This sounds about right to me:
Rick writes: “I offer my opinion re: George Lucas. He and Steven
Spielberg are two of the most disastrous pop cultural figures of the
last thirty years. They converted an entire medium to
childishness–scary sharks, space men, Indiana Jones. Star Wars is bits
of plastic put together with Scotch tape. There were clever moments here
and there, and more often cheap thrills. But anything adult was
banished. Spielberg so lowered the bar that when he turned around and
did Schindler’s List he was hailed as some sort of Dante. But who had
turned Nazis into thick-accented goons pursuing the Ark of the Covenant?”
It’s hardly new to offer the Nazis as thick-accented goons pursuing
ANYTHING. How is Raiders different from The Guns of Navarone or even
Major Strasser in Casablanca?

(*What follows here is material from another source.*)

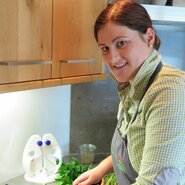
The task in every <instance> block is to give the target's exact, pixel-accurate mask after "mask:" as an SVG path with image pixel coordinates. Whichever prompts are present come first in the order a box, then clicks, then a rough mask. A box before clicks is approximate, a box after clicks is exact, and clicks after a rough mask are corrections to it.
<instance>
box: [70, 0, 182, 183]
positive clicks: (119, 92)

Nazis make great villains. You can kill
them and everyone cheers. Vampires are great, too. And robots. Dead,
but not really dead. Now about those Nazi Robot Vampires…
Raiders is a very fine film, and I protest anyone taking a poke at it.
As a pastiche of Republic serials, it surpasses that shlock easily. As
a mirror of Bond films, it out-adventured Bond in a pinch. The problem
with both Spielberg and Lucas, and virtually everyone in the movie
business, as opposed to the art of film, is when they take themselves
seriously. When self-importance creeps in, and suddenly last year’s
box-office king becomes this year’s artiste, then whatever fun
evaporates and leaves us with molten drek that used to be celluloid.
When Star Wars is Flash Gordon meets a Pirate movie, it’s fine and fun.
When Star Wars is some sort of weird paean to Joseph Campbell, it’s dull
as dishwater. That said, I think Schindler’s List is a fine film, give
or take some maudlin moments that verge on exploitation.